Marine Cotte and co-authors studied samples of those unique red pigments from wall paintings in a house near Pompeii that was buried under ash during the infamous eruption of Mount Vesuvius in 79 A. D. The paint, which used pigment made from red mercuric sulfide (called Cinnabar, HgS), was preserved under ash until excavations began in 1988. Since the 1990s, however, the brilliant red paintings have darkened and deteriorated.
In a report scheduled for the Nov. 1 issue of the ACS semi-monthly journal Analytical Chemistry, the authors describe how they used micro x-ray fluorescence and x-ray absorption spectroscopy at the European Synchrotron Radiation Facility to determine how the darkening could happen. The findings will help curators and restorers to develop better methods for preserving the brilliant artwork from ancient Rome, the report states.

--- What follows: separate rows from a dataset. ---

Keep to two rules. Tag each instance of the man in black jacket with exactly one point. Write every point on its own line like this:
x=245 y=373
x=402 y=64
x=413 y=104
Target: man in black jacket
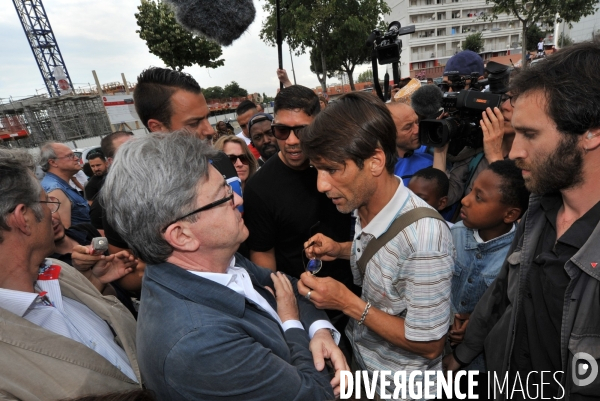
x=542 y=313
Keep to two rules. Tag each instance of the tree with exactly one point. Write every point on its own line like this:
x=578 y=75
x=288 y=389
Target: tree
x=213 y=92
x=534 y=33
x=233 y=90
x=474 y=42
x=366 y=76
x=530 y=12
x=564 y=40
x=335 y=30
x=169 y=41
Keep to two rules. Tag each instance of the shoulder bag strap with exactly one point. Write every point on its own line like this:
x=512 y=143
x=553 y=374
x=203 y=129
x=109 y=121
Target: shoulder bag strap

Red Pompeian paintings, very famous for their deep intensity, are currently suffering from darkening. The origins of this darkening degradation are not clearly identified yet and remain a major issue for curators. In the specific case of cinnabar (HgS)-based red pigment, a photoinduced conversion into black metacinnabar is usually suspected. This work is focused on the blackening of red cinnabar paintings coated on a sparry calcite mortar. Different samples exhibiting different levels of degradation were selected upon visual observations and analyzed by synchrotron-based microanalytical techniques. Atomic and molecular compositions of the different debased regions revealed two possible degradation mechanisms. On one hand, micro X-ray fluorescence elemental maps show peculiar distributions of chlorine and sulfur. On the other hand, X-ray absorption spectroscopy performed at both Cl and S K-edges confirms the presence of characteristic degradation products: (i) Hg-Cl compounds (e.g., corderoite, calomel, and terlinguaite), which may result from the reaction with exogenous NaCl, in gray areas; (ii) gypsum, produced by the calcite sulfation, in black coatings. Metacinnabar is never detected. Finally, a cross section was analyzed to map the in-depth alteration gradient. Reduced and oxidized sulfur distributions reveal that the sulfated black coating consists of a ~5-m-thick layer covering intact cinnabar.